「ACCSは十字架を背負い続ける」――久保田氏、情報漏えい事件を語る
漏えいした個人情報の持ち主に罵詈雑言を浴びせられたというACCSの久保田専務理事。漏えい事件発覚時の対処法を、実体験を交えて語った。
「1度流出してしまった情報は取り戻せず、悪用されてもなすすべがない」――9月29日、コンピューターソフトウェア著作権協会(ACCS)が開いた「情報セキュリティセミナー 〜あなたも情報犯罪の被害者かも?!〜」で講師を務めたACCSの久保田裕専務理事は、ACCSのWebサイトから個人情報が流出した事件について語った。
「漏えいした個人情報の持ち主に謝罪に行くと罵詈雑言を浴びせられ、事の重大性を思い知らされた。情報はどう悪用されるか分からず、持ち主の不安感はなかなかぬぐえない。500円の金券を配って終わり、という話ではない。ACCSは情報漏えいした方々の十字架を背負い続けるしかない」(久保田専務理事)。

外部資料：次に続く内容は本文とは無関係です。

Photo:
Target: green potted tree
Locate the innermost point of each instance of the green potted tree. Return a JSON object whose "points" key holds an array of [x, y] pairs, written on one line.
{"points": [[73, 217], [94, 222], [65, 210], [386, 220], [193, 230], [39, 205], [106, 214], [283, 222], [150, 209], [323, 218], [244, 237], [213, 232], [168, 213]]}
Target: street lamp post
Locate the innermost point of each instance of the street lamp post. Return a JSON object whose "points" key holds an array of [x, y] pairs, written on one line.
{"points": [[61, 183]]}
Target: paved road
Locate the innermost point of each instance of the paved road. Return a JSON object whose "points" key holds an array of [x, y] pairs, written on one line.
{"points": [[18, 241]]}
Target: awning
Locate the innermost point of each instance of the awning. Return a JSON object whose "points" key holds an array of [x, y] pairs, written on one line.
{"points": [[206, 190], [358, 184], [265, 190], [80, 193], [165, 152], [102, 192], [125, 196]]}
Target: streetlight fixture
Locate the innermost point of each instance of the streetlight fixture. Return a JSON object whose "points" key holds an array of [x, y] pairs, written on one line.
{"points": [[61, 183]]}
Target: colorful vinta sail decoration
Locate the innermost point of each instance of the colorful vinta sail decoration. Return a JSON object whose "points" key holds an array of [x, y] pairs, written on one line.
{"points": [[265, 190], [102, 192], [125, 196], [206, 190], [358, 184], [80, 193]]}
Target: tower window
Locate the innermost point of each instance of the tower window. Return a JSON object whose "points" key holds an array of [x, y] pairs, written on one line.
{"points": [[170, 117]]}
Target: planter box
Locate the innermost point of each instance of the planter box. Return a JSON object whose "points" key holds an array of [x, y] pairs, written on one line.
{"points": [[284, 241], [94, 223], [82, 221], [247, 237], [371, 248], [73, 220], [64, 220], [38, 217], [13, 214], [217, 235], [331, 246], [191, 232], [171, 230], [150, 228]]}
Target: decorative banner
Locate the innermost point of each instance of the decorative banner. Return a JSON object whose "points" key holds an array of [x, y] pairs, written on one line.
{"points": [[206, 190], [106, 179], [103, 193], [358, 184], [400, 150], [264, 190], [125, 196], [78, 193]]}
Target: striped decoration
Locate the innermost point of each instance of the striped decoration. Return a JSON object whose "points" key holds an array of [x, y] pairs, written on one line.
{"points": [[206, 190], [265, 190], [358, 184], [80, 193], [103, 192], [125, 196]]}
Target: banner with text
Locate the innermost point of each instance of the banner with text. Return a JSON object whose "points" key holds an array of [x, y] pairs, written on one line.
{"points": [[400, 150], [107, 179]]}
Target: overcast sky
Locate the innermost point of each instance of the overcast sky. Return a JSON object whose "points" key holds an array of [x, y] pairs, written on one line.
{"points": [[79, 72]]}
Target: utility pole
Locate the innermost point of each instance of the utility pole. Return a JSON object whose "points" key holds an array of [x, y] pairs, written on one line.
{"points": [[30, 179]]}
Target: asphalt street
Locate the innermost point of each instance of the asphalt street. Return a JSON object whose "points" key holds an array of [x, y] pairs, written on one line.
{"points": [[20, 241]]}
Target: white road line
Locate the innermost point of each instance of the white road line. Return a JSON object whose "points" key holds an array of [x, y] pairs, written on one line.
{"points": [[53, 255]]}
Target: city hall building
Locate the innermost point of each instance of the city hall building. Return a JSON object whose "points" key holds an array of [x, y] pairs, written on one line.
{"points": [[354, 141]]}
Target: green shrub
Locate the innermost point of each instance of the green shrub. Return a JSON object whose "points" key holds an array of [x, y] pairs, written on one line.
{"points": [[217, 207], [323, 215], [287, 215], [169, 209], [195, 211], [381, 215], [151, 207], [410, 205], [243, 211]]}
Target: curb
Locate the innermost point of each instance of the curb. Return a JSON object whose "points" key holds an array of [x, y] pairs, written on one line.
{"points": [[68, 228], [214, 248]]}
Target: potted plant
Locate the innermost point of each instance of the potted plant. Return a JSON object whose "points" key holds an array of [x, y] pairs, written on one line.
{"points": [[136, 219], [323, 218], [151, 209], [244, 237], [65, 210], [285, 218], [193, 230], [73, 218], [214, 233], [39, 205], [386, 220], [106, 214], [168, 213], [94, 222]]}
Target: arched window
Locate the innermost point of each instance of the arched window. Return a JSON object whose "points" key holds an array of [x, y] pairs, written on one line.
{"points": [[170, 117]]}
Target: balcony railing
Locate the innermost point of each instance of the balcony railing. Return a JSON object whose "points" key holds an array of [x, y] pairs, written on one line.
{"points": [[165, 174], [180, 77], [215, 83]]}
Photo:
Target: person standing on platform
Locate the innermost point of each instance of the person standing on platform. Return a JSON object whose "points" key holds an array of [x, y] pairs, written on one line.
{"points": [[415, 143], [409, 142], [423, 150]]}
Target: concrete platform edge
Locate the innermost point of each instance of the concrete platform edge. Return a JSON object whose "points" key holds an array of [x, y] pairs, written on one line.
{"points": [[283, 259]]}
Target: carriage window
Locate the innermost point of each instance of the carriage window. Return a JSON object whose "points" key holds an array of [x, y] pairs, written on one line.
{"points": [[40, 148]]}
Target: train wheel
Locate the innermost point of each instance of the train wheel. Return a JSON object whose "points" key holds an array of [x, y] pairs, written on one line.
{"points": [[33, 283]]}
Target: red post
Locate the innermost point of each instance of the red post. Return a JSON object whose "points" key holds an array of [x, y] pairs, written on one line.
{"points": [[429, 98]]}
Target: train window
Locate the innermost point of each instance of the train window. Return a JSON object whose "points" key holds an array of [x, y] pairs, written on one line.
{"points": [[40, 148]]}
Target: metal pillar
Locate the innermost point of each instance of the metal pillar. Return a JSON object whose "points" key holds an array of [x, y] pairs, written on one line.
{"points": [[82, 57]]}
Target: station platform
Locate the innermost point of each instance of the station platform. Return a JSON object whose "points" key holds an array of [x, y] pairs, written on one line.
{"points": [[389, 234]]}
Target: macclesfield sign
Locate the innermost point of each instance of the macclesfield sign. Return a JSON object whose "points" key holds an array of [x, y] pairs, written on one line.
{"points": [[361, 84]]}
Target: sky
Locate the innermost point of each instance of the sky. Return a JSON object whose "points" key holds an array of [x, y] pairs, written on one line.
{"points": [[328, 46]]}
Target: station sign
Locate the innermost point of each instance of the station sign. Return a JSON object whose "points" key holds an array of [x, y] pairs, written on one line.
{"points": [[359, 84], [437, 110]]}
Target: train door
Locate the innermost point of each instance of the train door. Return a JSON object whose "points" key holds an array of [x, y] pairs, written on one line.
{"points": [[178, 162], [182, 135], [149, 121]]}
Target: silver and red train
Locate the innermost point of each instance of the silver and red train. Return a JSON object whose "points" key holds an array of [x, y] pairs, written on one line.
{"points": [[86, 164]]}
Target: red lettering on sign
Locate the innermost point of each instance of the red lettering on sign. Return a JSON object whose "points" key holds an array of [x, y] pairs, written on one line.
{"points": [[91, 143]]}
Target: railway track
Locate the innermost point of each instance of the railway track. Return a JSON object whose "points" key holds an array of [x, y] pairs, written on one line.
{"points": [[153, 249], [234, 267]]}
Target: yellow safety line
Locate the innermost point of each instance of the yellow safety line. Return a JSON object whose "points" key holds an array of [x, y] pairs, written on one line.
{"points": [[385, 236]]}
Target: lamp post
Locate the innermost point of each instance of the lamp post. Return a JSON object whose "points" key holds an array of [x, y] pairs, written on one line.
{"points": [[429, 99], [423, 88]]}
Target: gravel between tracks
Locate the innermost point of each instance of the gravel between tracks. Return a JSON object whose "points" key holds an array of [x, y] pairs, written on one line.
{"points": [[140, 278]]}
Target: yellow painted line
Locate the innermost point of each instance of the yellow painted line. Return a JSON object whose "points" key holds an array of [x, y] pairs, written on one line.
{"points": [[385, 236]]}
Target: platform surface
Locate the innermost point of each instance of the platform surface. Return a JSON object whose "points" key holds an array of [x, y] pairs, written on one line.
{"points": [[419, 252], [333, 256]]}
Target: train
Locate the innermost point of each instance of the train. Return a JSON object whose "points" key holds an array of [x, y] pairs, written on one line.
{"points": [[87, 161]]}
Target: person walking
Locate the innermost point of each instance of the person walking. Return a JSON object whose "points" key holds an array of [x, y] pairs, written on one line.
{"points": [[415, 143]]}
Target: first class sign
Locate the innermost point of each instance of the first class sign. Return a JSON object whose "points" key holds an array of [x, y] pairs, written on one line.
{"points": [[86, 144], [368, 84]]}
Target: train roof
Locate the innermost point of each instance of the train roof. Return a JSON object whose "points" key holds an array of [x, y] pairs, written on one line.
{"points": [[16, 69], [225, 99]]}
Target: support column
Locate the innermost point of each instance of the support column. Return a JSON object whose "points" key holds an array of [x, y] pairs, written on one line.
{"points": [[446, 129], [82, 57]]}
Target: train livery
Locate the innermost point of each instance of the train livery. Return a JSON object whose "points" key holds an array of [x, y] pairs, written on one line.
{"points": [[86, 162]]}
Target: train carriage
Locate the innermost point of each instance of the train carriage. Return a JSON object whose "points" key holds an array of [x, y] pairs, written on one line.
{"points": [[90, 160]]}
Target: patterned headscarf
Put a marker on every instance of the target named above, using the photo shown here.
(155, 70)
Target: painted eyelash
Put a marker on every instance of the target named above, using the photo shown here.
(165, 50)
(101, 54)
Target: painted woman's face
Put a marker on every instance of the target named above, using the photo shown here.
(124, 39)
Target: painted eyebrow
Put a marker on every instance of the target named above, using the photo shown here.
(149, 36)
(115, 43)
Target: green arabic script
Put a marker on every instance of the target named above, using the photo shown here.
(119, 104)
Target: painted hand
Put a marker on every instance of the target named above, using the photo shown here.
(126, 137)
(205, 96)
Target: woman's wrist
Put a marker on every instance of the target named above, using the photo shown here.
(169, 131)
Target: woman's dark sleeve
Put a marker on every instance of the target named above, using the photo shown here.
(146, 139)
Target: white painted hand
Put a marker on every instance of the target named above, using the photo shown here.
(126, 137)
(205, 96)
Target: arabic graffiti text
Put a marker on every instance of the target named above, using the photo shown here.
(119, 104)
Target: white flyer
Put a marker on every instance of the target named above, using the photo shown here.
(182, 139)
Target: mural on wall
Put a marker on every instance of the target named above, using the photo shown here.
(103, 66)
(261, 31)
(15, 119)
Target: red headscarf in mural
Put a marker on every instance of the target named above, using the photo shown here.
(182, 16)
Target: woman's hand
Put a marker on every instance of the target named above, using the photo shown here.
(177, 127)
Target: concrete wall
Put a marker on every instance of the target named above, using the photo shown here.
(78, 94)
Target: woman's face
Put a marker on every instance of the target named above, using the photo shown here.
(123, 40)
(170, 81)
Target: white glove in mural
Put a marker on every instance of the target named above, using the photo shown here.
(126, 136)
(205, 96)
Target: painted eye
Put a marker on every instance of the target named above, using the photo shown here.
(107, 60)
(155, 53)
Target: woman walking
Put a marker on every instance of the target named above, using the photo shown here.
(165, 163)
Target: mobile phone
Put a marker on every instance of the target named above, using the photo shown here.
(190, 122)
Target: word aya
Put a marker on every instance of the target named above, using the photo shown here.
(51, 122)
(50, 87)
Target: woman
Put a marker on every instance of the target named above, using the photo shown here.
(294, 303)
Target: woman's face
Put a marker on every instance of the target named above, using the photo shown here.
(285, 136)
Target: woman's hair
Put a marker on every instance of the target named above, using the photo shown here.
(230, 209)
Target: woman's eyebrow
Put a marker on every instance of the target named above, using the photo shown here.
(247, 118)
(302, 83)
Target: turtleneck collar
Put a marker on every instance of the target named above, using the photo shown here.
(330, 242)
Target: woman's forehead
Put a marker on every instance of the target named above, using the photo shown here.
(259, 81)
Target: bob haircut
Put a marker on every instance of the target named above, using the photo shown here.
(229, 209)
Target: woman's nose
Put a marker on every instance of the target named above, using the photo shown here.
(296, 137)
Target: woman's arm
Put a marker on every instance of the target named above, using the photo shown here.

漏えい発覚から1年近く経った今も、ACCSは毎日WebサイトやP2Pファイル交換ソフトなどを巡回し、情報がネットにアップされていないか監視している。また、情報を引き出した京都大学研究員も、1日1回ネットを巡回して情報が流出していないか確認し、毎月ACCSに報告書を提出している(関連記事参照)。
「正直、ACCSという小さな組織にとって、いつ終わるとも知れないネット監視は大きな負担」(久保田専務理事)。今後は個人情報を収集しないことに決め、リスクを回避するとことにした。
個人情報を扱う企業が、漏えいの心配を最小限に抑えるためには「扱う情報の質・量を意識し、どのように管理するかをトップで決定し、社員一人一人を教育することが必要」(久保田専務理事)。不正アクセス防止法などの法律に頼り切るのではなく、個人情報に関わる一人一人の意識改革が必要だと説いた。
続いて、ネット情報セキュリティ研究会(NIS)技術調査部長の萩原栄幸氏は、「国内のWebサイトは脆弱すぎる」と指摘する。「検索エンジンを利用しただけで、ある有名大学のWebサイトから大学の教職員名簿がまるごと見えてしまった」(萩原氏)。このような脆弱なサイトは国内では珍しくないという。
「一度流れた情報は絶対に戻らない。情報を流出させないためには、必要以上に個人情報をさらけ出さず、自分の身は自分で守るという意識を持つことが必要」(萩原氏)。